Benchmark results
All 8 implementations have so far been benchmarked on three different Intel CPUs. You can find the benchmark program on GitHub.
Benchmark parameters
- All benchmarks use an input array containing
6000 * 6000 = 36M
elements, allocated and initialized before the benchmark timing starts, and destroyed after the timing has ended. - All elements of the input array are single precision floating point numbers drawn uniformly at random from
[0, 1.0)
. - Before compiling the single-threaded benchmark programs, all parallel libraries were explicitly disabled using compile time switches.
- When benchmarking in parallel, the parallel libraries were instructed to use 4 software threads and the benchmark process was bound with
taskset
to 4 physical cores.
Benchmark 1: Intel Xeon E3-1230 v5
- Mid-range server/workstation CPU with 4 physical cores and 8 hardware threads (hyper-threading).

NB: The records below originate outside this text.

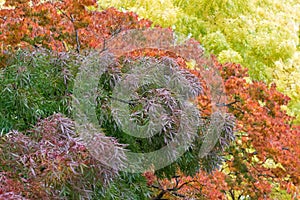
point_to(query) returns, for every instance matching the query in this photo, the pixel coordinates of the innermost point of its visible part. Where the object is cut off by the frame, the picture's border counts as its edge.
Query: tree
(247, 171)
(262, 36)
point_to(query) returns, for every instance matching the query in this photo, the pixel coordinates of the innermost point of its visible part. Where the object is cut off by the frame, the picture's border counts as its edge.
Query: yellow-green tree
(261, 35)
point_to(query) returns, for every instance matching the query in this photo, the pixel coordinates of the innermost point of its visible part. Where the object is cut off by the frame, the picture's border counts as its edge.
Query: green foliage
(34, 86)
(126, 186)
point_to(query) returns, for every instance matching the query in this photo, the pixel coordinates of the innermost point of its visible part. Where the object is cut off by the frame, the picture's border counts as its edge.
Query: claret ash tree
(241, 143)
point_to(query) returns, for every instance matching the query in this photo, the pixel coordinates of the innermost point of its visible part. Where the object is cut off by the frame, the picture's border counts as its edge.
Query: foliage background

- Maximum clock speed 3.8 GHz.
- Intel specifications.
- Wikichip.
Compiler versions
- C++ (GCC):
g++ 7.4.0-1ubuntu1
- C++ (Clang):
clang 6.0.0-1ubuntu2
- Rust:
rustc 1.38.0-nightly
Benchmark 2: Intel i5-4690k
- Mid-range desktop CPU with 4 physical cores and 4 hardware threads (no hyper-threading).
- Overclocked to 4.3 GHz.
- Intel specifications.
Compiler versions
- C++ (GCC):
g++ 9.1.0
- C++ (Clang):
clang 8.0.1
- Rust:
rustc 1.38.0-nightly
Benchmark 3: Intel i5-8250U
- Mid-range laptop CPU with 4 physical cores and 8 hardware threads.
- Maximum clock speed 3.4 GHz.
- Intel specifications.
Compiler versions
- C++ (GCC):
g++ 9.1.0
- C++ (Clang):
clang 8.0.1
- Rust:
rustc 1.38.0-nightly